Thursday, July 8, 2010

Shipping Companies Take Legal Route After Freight Rate Fraud Result

Class Action Being Prepared Against 19 Airlines
Shipping News Feature

SOUTH KOREA – After the country’s anti trust watchdog, the Fair Trade Commission levied their first ever fine, close to $100 million, on a group of nineteen international airlines in May there are reports that shipping groups in the country are drumming up support for a class action to launch a claim for compensation from those involved. The case may be difficult to prove in the light of Korean law which experts tell us only allows such action for stock market fraud but as only two companies, one now dissolved, are currently taking action no doubt advice on how to proceed collectively will be taken should more freight forwarders sign up.

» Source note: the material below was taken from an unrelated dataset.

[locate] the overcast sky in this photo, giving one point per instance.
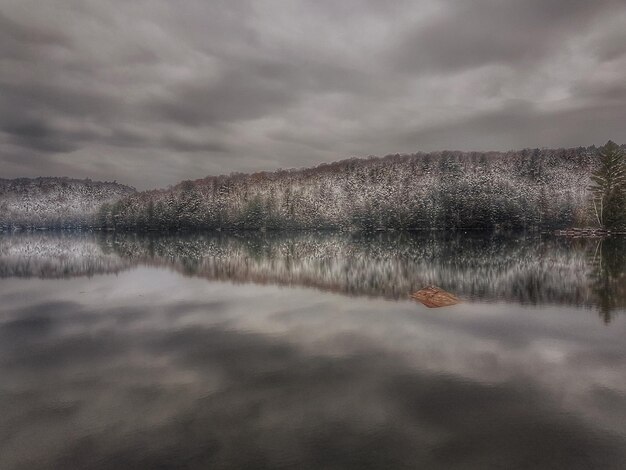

Lawyers have already been briefed to start proceedings using the evidence supplied from actions already under way in the US and Europe and they have stated that the penalties imposed on the airlines was insufficient for the amounts which cartel agreements to fix the price of fuel surcharges and other charges netted the companies involved, an estimated $820 million.

The heaviest fines were against native carriers Korean Air and Asiana airlines although Korean Air had their fine reduced from an initial $40 million to just over $18 million for cooperating with authorities. Other airlines fined were reportedly British Airways, Lufthansa, Malaysia Airlines, Japan Airlines, Nippon Cargo Airlines, All Nippon Airways, Swiss International Air Lines, Singapore Airlines, Air France, Air France-KLM, KLM Airlines, Qantas Airways, Cathay Pacific, Thai Airlines, Polar Airlines, Air Hong Kong and Cargolux Airlines.

This is the latest development in a series of anti trust prosecutions throughout the world. The difficulty arises when shipping and forwarding agents claim to have been punished financially when in fact they have passed any excess charges onto their shippers. Quantifying loss is extremely difficult after the event, especially as the delays in discovery not to say prosecution and conviction make claims extremely hard to prove.

Whilst a Court may decide an agent has been overcharged will he then automatically reimburse his clients for passing on the excess at the time? In addition EU Competition Commissioner Almunia declared in February that any fines he recovers for cartel activity was to be retained by the EU and not disbursed among member countries. The first question for Korean agents is are they each prepared to pursue a case against the group of carriers on whom they still rely?